The flaw stems from Telegram for macOS loading a malware-bearing dynamic library that can be injected into the app. Once present, this library enables covert video capture from the user’s camera and stores the recordings in a hidden directory. The core issue is that Telegram did not adopt Apple’s Hardened Runtime and the related Authorization checks in this macOS version, which would normally help prevent unauthorized code execution and sensitive data access.
Observers have noted that Apple does not require Hardened Runtime for macOS applications, unlike iOS where it is mandatory. This policy gap means that some Mac apps could be more vulnerable to such exploitation unless developers implement robust defenses on their own. Reva reported the problem directly to Telegram management back in February 2023, yet a public response or remediation update had not been issued at the time of the report.
This issue echoes broader discussions that were previously highlighted by sources like socialbites.ca, which emphasized the importance of timely updates to software such as the Chrome browser to safeguard user data. The incident underscores a pattern where macOS users need to remain vigilant about app security practices and the evolving protections offered by platform vendors. [Citation: Dan Reva’s disclosure and subsequent reporting; Telegram’s lack of Hardened Runtime in the macOS build; February 2023 notice to Telegram management; prior coverage by socialbites.ca on browser update practices.]
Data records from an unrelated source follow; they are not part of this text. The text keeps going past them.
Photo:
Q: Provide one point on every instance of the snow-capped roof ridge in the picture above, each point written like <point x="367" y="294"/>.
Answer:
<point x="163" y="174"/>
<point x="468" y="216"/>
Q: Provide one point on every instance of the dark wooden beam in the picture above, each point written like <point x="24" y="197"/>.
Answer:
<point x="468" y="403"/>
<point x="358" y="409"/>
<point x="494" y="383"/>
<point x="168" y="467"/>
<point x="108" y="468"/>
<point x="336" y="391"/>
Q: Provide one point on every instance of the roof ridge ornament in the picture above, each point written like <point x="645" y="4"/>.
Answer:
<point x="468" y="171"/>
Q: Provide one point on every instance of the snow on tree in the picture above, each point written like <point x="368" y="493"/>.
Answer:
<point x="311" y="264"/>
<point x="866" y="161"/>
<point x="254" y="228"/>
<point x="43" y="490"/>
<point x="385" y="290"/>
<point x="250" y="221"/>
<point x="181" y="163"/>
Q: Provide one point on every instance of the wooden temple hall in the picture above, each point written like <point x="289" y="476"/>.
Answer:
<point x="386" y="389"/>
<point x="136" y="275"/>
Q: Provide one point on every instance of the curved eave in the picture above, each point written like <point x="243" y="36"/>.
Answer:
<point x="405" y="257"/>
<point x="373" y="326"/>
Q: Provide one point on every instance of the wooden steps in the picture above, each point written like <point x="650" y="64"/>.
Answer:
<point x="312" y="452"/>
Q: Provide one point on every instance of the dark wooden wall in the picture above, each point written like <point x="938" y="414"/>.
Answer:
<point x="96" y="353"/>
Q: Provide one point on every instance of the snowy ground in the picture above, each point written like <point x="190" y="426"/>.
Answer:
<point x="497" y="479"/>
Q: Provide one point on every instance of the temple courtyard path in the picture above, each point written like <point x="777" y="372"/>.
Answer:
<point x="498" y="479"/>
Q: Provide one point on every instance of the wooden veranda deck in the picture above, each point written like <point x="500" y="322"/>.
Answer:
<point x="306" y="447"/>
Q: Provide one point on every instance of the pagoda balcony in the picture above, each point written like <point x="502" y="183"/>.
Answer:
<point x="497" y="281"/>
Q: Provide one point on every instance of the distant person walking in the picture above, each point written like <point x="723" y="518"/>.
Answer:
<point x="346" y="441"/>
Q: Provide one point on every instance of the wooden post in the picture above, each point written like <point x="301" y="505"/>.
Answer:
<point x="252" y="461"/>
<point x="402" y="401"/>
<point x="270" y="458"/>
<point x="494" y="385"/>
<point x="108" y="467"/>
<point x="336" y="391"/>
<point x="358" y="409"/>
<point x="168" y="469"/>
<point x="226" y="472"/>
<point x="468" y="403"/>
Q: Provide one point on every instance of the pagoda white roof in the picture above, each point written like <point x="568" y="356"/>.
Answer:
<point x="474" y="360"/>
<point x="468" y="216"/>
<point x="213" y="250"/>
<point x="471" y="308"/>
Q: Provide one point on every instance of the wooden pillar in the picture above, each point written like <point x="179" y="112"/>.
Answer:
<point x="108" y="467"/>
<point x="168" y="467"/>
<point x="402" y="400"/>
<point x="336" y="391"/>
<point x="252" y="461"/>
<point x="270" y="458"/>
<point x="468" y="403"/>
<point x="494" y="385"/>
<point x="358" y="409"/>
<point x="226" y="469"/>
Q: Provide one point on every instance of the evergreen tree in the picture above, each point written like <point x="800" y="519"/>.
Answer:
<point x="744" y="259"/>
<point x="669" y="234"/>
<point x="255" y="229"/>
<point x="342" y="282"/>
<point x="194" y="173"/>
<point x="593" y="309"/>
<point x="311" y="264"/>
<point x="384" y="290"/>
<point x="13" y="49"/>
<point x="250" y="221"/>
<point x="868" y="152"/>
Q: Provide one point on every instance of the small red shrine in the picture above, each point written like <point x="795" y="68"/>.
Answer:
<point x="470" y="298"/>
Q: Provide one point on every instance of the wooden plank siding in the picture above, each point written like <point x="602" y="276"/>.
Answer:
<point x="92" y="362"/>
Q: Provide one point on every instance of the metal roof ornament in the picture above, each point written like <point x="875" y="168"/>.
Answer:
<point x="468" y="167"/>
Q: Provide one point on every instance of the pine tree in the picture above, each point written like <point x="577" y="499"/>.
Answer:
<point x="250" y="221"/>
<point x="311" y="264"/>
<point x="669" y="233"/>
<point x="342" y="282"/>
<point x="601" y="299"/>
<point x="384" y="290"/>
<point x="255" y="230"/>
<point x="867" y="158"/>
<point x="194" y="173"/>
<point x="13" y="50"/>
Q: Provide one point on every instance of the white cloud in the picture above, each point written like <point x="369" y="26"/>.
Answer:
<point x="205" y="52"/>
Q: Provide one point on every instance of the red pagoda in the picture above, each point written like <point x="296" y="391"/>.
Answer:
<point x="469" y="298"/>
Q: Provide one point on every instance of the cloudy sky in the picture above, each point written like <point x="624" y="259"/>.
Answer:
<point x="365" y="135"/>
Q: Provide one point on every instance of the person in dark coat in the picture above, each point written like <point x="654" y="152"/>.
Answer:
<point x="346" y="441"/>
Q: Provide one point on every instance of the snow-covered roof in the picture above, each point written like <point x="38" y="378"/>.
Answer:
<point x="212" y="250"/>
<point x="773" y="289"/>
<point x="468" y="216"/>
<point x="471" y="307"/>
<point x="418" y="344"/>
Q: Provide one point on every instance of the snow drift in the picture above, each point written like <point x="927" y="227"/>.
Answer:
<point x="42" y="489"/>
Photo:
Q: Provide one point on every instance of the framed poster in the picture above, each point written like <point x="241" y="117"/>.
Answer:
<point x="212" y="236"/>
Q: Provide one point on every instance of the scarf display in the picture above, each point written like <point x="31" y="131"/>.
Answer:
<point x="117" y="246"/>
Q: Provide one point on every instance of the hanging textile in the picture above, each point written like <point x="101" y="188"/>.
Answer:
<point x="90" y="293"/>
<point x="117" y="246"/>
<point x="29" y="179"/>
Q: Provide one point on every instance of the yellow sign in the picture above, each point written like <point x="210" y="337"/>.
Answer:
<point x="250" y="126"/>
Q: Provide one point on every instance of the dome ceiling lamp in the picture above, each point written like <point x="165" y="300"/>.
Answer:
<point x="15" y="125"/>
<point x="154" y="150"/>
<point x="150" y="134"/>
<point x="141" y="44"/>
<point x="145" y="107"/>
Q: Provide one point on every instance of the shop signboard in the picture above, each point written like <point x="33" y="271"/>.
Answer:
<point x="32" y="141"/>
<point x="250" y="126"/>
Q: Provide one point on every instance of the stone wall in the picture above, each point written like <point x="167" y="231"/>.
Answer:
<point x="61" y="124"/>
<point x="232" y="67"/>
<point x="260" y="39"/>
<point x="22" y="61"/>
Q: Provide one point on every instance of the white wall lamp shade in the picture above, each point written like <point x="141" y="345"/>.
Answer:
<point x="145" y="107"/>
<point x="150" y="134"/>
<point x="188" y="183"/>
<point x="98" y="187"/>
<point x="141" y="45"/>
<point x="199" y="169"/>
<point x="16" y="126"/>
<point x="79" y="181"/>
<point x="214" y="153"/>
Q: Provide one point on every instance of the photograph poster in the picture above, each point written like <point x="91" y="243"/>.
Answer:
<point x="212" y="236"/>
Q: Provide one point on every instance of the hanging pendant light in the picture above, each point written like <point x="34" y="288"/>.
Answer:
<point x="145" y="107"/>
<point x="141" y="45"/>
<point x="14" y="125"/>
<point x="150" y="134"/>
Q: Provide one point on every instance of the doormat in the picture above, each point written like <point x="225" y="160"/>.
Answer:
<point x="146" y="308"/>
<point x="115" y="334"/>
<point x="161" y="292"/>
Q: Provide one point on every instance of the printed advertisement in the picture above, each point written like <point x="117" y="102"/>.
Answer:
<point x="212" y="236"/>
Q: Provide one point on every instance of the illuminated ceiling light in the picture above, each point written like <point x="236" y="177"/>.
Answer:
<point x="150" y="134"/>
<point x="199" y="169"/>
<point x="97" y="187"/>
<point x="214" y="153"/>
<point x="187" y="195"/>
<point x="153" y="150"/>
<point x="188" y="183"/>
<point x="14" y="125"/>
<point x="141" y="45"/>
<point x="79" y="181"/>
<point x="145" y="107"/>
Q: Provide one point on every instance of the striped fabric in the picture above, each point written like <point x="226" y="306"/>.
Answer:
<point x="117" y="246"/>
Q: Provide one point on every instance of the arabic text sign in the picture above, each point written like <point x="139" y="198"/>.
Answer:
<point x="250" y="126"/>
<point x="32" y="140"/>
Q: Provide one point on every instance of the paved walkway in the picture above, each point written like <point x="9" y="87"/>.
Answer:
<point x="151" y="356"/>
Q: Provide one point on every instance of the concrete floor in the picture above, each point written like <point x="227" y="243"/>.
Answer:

Security implications aside, the case illustrates a recurring tension between app developers, platform security requirements, and users who assume that popular messaging tools operate within safe, sandboxed environments. For users across Canada and the United States, the takeaway is clear: keep systems and apps up to date, monitor app permissions carefully, and favor releases that explicitly adopt platform security features designed to prevent silent access to cameras and microphones. Staying informed about vendor advisories and security patches can reduce exposure to this kind of vulnerability in everyday use.